Although Sharp had been playing the piano from an early age and directed church choirs for her grandfather's and other congregations in her hometown of Philadelphia, her singing career began in 1958 at the age of 13 years when her mother's car accident spurred her to find a job to help support her family while she recovered from her injuries. With her grandmother's blessing, given only after she promised to keep up with the schooling, Sharp responded to an ad in the daily news for backup singers. Her first job was with Willa Ward Moultrie and was soon singing backup vocals for the likes of Lloyd Price, Chubby Checker, Bobby Rydell, Frankie Avalon and Jackie Wilson.
In 1962, she was signed by Cameo/Parkway and was christened Dee Dee Sharp by producers Kal Mann and Bernie Lowe. At the time, her brother called her “Dee” and since she sang in D sharp she was given this new identity. She produced a string of successful Billboard Hot 100 Top 10 hits: "Slow Twistin'" (with Chubby Checker) (#3) for which she was uncredited on the label, "Mashed Potato Time" (#2), "Gravy (For My Mashed Potatoes)" (#9), "Ride!" (#5) and "Do the Bird" (#10). Both "Mashed Potato Time" and "Ride!" each sold over one million copies, and were awarded gold discs. "Do the Bird" provided her only entry in the UK Singles Chart, where it peaked at #46 in April 1963. She has appeared several times on the American Bandstand, a syndicated music-performance and dance television program, from 1962 to 1981, and was also a regular feature on Dick Clark's Caravan of Stars tours. In 1967, she married record producer and Philadelphia International co-founder Kenny Gamble and recorded under the name Dee Dee Sharp-Gamble until their divorce in 1980. Unhappy with record sales, she switched to Atco/Atlantic Records and later founded Gamble Records with Kenny Gamble and Leon Huff. Over time she would also work with TSOP and Philadelphia International.

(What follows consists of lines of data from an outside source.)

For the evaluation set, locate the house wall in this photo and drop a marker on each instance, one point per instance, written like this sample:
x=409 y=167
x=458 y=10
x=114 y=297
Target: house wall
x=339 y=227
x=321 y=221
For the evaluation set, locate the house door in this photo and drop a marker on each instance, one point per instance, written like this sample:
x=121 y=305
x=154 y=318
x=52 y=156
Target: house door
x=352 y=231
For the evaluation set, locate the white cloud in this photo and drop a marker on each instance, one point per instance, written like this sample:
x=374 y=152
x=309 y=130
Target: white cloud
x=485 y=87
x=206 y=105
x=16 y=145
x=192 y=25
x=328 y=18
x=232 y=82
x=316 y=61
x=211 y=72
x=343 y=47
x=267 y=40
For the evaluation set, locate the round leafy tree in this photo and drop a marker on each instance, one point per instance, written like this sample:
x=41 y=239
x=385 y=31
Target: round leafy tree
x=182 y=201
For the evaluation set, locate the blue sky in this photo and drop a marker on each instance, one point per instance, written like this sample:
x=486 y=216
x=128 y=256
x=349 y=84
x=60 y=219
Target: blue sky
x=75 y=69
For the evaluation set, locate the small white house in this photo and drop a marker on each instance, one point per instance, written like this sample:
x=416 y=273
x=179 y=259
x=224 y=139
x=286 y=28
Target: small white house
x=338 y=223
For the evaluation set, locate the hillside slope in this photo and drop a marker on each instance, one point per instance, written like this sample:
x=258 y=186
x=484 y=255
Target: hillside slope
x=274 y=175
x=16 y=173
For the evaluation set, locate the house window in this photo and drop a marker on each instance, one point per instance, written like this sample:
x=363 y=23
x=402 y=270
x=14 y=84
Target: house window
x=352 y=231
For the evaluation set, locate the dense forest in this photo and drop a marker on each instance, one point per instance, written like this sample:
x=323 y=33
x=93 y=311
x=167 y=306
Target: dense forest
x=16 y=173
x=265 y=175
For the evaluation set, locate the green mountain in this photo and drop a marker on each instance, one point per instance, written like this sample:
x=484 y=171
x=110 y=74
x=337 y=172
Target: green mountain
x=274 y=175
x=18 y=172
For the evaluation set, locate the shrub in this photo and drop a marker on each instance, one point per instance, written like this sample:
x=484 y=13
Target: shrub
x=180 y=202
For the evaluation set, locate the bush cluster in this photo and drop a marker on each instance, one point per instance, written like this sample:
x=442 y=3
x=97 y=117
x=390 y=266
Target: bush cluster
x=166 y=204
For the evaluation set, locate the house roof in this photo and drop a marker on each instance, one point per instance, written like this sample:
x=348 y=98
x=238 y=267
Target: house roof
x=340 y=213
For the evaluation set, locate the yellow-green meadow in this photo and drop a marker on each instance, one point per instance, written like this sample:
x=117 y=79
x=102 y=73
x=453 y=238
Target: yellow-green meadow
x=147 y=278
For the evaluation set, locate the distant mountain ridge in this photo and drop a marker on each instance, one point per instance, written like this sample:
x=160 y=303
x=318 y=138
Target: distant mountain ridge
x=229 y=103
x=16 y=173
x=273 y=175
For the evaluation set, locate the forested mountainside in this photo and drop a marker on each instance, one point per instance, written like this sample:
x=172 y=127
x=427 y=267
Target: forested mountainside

She had a brief career resurgence during the disco era and hit the charts again with her version of 10 CC's "I'm Not In Love." She also joined Lou Rawls, Billy Paul, Teddy Pendergrass, The O'Jays and Archie Bell as a member of the Philadelphia International All Stars, who had a minor hit with "Let's Clean Up the Ghetto." In 1980 she spent four weeks at number one on the Hot Dance Club Play chart with "Breaking and Entering" / "Easy Money," from her album Dee Dee.
In 1992, Sharp's 1962 hit "Gravy (For My Mashed Potatoes)" was featured in a scene in the American movie comedy Sister Act which starred Whoopi Goldberg. It was also included as part of the film's soundtrack album. More recent appearances included a performance at Pontins in the UK for the Northern Soul Show, and at the 2008 Detroit Jazz Festival. In May 2009, she appeared in Belgium at the Salle De L'Hotel de Ville.
In a documentary film, Muhammad Ali: The Whole Story, Sharp claimed that in 1964 she was engaged to Muhammad Ali shortly before he converted to the Muslim faith; when she was told that she herself had to become a Muslim before she married Ali, her mother ended the engagement.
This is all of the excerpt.